Create aggregates from the dataset.
Usage
wid_aggregate(data_dir, ..., levels = list(), cell_cutoff = 30,
selection = NULL, cores = parallel::detectCores() - 2)
Arguments
- data_dir
Path to the dataset, to be opened by
wid_open
.- ...
Arguments to pass to
wid_subset
.- levels
A list containing new or redefined summaries to include.

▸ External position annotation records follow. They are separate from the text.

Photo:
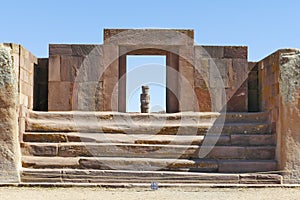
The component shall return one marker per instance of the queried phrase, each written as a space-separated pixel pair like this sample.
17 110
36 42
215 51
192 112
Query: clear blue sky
262 25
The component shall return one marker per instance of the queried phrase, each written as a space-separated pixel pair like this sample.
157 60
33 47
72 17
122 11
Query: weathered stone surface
289 116
9 151
149 36
235 52
235 166
254 140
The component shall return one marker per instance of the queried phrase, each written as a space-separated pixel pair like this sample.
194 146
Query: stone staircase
135 148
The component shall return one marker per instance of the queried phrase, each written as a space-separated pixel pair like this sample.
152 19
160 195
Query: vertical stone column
145 99
9 152
287 126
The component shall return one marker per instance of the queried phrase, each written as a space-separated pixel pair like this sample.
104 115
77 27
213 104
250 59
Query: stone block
227 152
203 99
180 37
212 51
265 153
220 73
254 140
9 144
54 68
60 96
238 102
253 80
60 49
82 49
39 149
70 68
236 52
236 166
253 104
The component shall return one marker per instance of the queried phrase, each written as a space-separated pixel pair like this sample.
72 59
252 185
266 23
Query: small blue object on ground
154 186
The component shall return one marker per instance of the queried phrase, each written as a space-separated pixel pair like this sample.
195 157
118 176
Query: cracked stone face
289 75
8 119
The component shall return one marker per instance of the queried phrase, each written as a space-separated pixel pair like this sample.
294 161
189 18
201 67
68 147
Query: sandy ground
24 193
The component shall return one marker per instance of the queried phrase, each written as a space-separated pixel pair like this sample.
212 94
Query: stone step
75 149
104 117
233 139
144 128
121 176
149 164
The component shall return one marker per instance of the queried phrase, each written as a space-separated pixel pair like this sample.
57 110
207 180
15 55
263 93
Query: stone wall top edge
219 46
280 51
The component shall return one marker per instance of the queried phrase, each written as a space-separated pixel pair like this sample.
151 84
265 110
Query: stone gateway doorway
171 82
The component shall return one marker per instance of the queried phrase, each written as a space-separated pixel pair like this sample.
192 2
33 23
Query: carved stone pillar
145 99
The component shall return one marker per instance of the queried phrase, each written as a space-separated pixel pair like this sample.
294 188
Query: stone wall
25 62
279 76
9 146
253 89
74 77
221 77
40 93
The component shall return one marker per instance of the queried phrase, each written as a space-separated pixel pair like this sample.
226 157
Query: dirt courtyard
80 193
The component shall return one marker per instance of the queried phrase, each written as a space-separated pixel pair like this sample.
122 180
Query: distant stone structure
45 137
145 99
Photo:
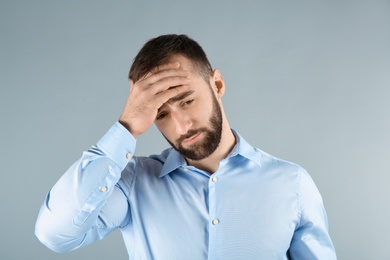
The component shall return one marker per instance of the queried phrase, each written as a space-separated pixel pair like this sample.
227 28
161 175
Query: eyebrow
180 96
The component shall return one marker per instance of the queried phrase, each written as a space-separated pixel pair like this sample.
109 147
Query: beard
212 137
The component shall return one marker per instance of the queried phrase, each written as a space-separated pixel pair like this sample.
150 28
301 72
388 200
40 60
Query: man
211 196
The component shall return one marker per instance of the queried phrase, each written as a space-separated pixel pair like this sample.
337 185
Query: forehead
185 63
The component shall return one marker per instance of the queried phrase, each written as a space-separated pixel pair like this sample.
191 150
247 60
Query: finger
164 96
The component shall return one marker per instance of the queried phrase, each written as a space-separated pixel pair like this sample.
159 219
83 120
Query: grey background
307 81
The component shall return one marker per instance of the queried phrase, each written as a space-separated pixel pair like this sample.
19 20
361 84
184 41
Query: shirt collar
175 160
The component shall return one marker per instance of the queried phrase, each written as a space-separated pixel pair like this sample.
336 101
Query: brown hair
159 50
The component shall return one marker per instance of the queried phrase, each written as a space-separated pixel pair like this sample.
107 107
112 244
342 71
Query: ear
217 83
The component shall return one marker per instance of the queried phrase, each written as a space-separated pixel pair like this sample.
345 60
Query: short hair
157 51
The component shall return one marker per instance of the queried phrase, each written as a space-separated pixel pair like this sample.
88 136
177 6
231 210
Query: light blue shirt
254 206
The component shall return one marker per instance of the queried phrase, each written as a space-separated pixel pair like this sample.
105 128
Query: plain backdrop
307 81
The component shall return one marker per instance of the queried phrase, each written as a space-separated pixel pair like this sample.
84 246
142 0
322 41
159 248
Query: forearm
70 214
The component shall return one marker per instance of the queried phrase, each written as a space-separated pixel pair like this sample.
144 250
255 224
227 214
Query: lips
191 139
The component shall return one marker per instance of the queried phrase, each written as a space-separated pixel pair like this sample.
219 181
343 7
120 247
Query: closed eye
161 116
188 102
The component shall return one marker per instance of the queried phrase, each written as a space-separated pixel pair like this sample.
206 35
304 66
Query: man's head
160 50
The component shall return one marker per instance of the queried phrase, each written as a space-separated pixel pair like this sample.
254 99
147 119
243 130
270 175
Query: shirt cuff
118 144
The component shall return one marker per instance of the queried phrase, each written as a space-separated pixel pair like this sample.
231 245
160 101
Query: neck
211 163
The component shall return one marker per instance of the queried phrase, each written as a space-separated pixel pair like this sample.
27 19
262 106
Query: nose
181 122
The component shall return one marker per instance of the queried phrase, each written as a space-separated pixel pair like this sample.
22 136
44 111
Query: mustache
190 133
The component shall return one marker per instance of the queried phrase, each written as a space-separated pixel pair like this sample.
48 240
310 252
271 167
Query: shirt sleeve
311 239
85 204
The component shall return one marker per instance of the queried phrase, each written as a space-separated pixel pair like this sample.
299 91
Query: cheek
166 130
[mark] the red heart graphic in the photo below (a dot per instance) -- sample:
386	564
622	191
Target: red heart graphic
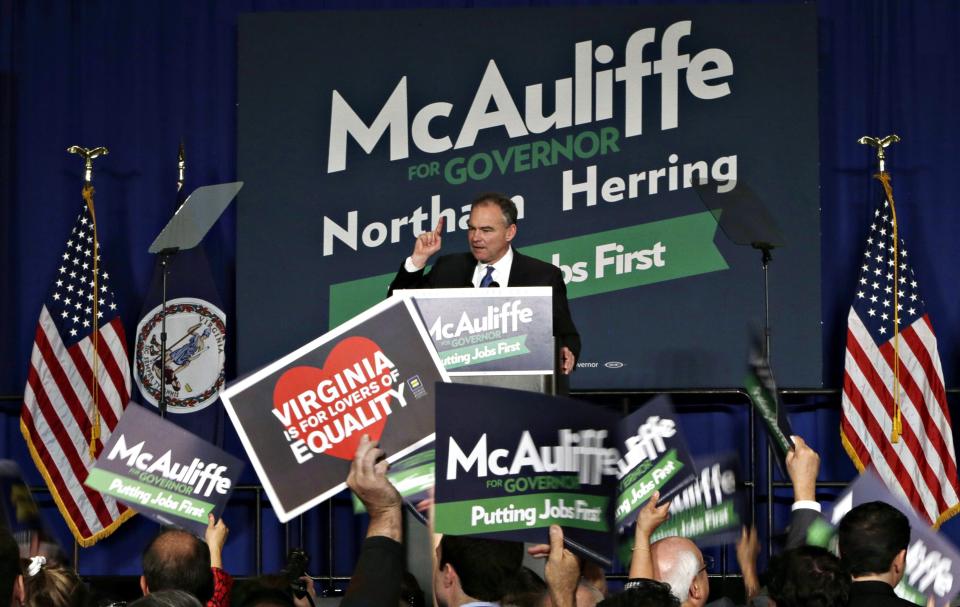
348	354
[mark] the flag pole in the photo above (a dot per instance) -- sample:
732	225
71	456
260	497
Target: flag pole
88	155
880	144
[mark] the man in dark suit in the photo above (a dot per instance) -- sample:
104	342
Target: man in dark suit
873	540
492	261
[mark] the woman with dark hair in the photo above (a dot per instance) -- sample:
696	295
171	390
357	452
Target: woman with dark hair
808	576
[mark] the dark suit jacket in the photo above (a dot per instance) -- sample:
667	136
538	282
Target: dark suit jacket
456	270
800	521
875	594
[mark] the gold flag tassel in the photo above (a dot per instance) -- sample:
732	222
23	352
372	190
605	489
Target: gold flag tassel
88	155
95	385
880	143
884	179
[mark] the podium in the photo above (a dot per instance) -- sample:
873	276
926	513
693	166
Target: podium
501	336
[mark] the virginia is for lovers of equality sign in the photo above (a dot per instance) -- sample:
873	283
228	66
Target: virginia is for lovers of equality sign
164	472
301	418
359	130
510	463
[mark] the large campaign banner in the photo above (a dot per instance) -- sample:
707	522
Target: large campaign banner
301	418
625	135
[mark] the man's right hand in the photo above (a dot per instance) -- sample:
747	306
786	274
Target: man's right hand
427	244
803	465
368	481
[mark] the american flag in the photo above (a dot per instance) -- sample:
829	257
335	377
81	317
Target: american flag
920	466
58	413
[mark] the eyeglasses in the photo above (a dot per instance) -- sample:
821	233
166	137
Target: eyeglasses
708	563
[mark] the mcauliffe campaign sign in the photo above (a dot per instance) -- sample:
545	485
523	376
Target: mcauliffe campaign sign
358	130
302	416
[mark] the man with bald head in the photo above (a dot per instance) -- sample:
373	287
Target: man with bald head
178	560
680	563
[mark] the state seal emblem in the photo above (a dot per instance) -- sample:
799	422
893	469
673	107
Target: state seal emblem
194	367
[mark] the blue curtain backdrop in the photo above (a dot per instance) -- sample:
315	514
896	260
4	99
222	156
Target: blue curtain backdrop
139	76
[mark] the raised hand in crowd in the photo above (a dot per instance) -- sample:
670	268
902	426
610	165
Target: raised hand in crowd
748	549
368	481
216	537
649	518
562	571
803	466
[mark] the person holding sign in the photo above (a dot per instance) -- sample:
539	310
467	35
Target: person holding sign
492	261
874	538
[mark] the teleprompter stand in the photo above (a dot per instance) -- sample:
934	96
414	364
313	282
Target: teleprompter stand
189	224
746	221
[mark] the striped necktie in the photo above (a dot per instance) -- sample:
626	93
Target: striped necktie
486	280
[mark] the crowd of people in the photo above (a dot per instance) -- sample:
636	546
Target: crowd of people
181	570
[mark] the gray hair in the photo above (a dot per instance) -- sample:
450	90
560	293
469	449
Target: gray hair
681	573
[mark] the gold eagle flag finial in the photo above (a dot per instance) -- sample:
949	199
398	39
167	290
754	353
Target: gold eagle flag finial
880	143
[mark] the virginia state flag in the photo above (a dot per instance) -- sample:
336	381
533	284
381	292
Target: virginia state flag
193	369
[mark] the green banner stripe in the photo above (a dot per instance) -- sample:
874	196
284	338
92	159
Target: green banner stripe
699	521
467	355
598	263
407	482
630	257
522	512
129	490
639	492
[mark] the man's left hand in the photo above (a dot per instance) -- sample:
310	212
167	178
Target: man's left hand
567	360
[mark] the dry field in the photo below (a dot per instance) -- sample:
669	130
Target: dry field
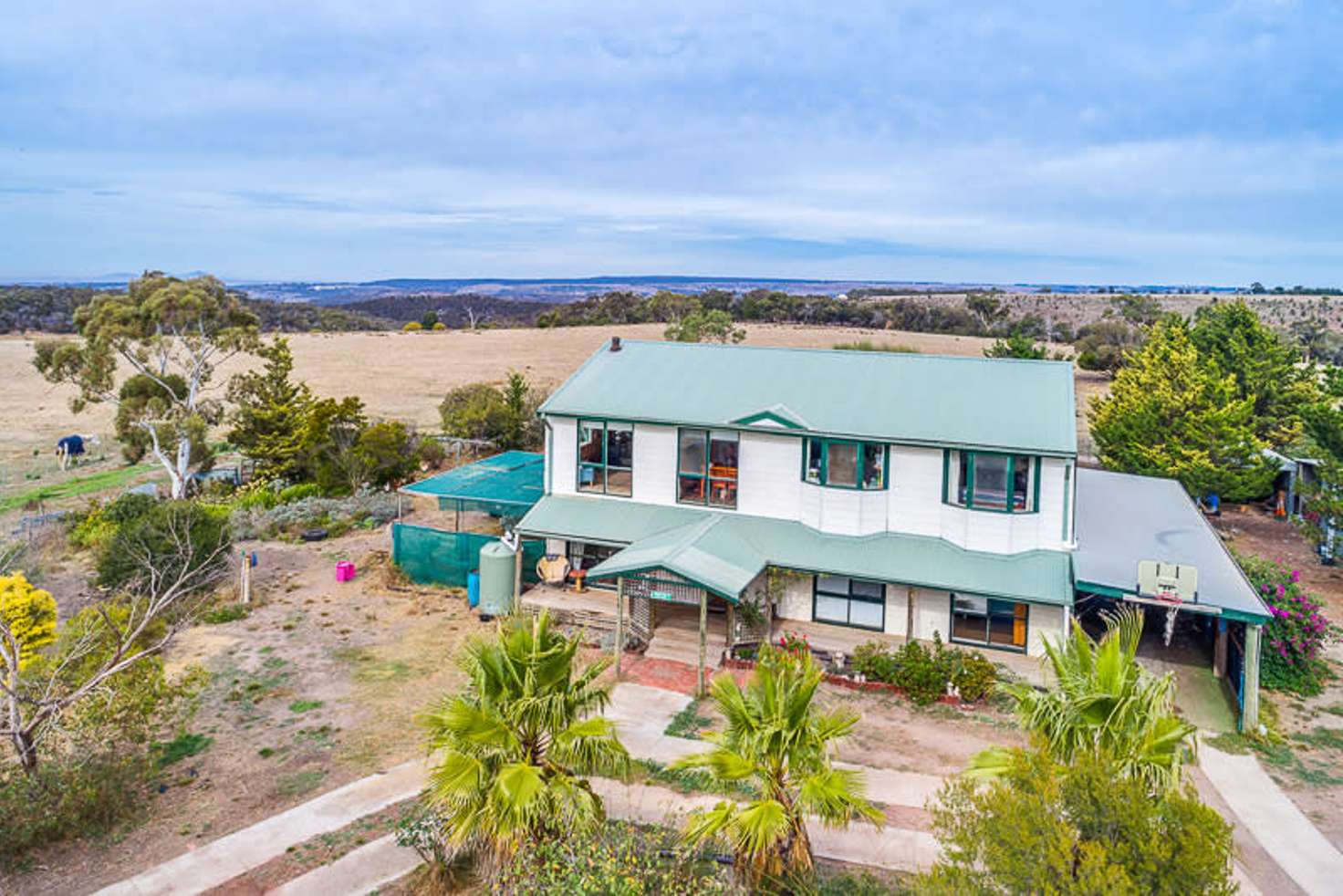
403	375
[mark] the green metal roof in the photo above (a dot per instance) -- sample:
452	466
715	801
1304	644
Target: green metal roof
506	484
725	551
918	399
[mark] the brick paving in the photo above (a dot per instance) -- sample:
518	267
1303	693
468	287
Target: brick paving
666	674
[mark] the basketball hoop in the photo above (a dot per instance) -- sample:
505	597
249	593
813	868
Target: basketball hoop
1170	586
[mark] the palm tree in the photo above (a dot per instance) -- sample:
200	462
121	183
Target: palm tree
1103	703
778	743
515	743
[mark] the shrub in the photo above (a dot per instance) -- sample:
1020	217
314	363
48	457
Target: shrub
68	797
617	859
796	643
226	613
873	662
298	492
1295	637
921	673
255	495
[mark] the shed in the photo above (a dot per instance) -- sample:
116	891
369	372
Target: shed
1123	520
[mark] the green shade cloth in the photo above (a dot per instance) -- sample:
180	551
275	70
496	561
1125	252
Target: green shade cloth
915	399
724	552
434	557
506	484
1124	519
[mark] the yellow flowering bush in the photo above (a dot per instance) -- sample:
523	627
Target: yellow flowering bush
28	613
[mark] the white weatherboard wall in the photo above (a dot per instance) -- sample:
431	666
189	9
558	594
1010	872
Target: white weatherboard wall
770	485
932	614
562	458
796	603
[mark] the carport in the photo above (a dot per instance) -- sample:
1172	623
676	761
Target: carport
504	486
1123	520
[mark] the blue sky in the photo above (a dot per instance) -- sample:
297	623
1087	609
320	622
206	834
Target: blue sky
1035	141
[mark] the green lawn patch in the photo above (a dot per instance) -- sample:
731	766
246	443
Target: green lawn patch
299	782
180	747
76	486
688	723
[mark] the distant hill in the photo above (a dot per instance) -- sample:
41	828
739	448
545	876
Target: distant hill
50	309
463	309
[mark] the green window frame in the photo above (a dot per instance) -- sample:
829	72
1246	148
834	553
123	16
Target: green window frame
992	481
605	458
847	464
702	480
854	603
1005	623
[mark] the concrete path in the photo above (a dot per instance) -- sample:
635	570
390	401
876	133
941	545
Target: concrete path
383	861
359	872
242	850
640	714
1288	836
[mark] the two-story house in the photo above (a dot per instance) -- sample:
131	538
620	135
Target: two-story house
847	494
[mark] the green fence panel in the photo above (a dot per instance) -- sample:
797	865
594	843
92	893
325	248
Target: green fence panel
435	557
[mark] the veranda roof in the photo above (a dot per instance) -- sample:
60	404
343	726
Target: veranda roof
723	552
506	484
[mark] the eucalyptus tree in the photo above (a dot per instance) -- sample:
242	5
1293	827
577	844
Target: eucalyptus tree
171	335
780	745
514	748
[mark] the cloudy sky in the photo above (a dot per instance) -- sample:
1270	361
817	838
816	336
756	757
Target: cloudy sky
1067	141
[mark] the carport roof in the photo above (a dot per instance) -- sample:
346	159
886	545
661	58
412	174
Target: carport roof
1123	519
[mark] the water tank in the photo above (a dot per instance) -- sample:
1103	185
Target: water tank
495	579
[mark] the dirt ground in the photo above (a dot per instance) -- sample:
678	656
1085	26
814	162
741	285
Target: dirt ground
1309	767
318	687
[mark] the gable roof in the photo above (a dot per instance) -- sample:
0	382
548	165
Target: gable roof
913	399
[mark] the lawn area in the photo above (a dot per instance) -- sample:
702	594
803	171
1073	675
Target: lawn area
76	486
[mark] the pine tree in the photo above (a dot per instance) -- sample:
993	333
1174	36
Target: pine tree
1171	412
269	422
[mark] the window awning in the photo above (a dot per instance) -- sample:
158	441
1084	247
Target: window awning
723	552
1124	519
506	484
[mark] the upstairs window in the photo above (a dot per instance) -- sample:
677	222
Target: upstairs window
844	465
849	602
992	481
707	468
606	458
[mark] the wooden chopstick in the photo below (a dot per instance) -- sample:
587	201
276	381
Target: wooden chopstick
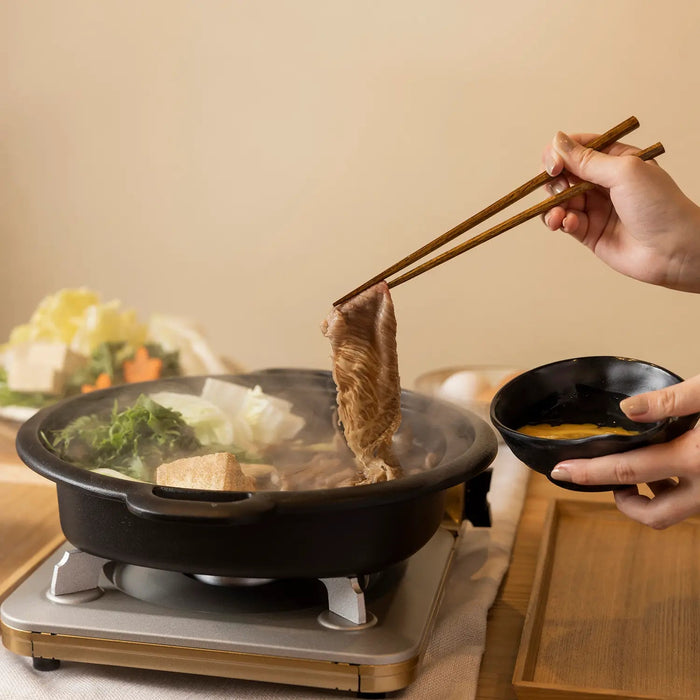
647	154
602	141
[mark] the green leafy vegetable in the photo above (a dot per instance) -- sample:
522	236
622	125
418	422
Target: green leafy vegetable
134	440
21	398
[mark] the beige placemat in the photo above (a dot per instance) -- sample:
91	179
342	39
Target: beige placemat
450	667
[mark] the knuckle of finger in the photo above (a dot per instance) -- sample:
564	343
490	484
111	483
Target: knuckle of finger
658	522
667	402
624	473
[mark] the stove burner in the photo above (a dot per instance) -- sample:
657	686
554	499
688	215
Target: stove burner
279	631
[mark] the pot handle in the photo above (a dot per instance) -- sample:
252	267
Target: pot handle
157	503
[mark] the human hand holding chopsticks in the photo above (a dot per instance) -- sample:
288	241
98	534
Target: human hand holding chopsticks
637	220
598	142
640	223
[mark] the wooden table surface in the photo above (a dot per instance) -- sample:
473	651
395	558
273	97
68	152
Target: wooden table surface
30	530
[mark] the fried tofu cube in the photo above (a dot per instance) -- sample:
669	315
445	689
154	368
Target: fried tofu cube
41	366
216	472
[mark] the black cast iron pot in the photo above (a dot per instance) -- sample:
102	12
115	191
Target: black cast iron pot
266	534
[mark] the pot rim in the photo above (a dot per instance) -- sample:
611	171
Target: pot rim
460	468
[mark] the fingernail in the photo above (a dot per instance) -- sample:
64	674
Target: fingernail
561	473
563	143
558	187
550	163
634	405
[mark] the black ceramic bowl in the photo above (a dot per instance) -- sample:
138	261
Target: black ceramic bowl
581	390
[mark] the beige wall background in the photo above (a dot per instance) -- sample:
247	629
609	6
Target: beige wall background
246	163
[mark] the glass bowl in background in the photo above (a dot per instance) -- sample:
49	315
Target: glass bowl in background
469	386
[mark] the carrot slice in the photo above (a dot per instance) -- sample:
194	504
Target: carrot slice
103	381
143	368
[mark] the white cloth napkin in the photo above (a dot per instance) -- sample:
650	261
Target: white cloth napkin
450	668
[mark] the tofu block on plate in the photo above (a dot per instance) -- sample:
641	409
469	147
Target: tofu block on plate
217	472
41	366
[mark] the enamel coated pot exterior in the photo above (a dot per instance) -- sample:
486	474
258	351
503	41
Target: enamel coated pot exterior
268	534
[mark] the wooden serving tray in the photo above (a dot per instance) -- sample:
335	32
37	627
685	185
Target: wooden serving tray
614	611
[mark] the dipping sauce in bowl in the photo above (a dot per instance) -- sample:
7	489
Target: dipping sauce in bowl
573	431
579	402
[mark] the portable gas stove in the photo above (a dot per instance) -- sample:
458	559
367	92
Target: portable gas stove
364	634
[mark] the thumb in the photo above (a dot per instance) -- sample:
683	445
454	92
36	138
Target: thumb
680	399
586	163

The name of each entry determines the
variable
value, with named vectors defining eachlevel
(e.g.,list(age = c(`Under 20` = "age < 20", `Over 60` = "age > 60"))
).- cell_cutoff
Minimal cell size to retain; cells with
count < cell_cutoff
will be removed.- selection
A character vector of country_year_survey IDs to be selected, or a matrix-like object consisting of 3 columns containing country, year, and survey IDs in that order.
- cores
Number of CPU cores to use.
Examples
# aggregate a subset of the full dataset
db_dir <- "../../../gender_growth_gap"
if (dir.exists(db_dir)) {
selection <- data.frame(
country = c("IND", "IND"),
year = c(2004, 2005),
survey = c("NSS", "NSS")
)
wid_aggregate(db_dir, selection = selection)
}
#> cell cutoff removed 0 of 220 rows, which excludes 0 of 5348590 people.
#> # A tibble: 220 × 8
#> # Groups: country, year, sex, main_activity [20]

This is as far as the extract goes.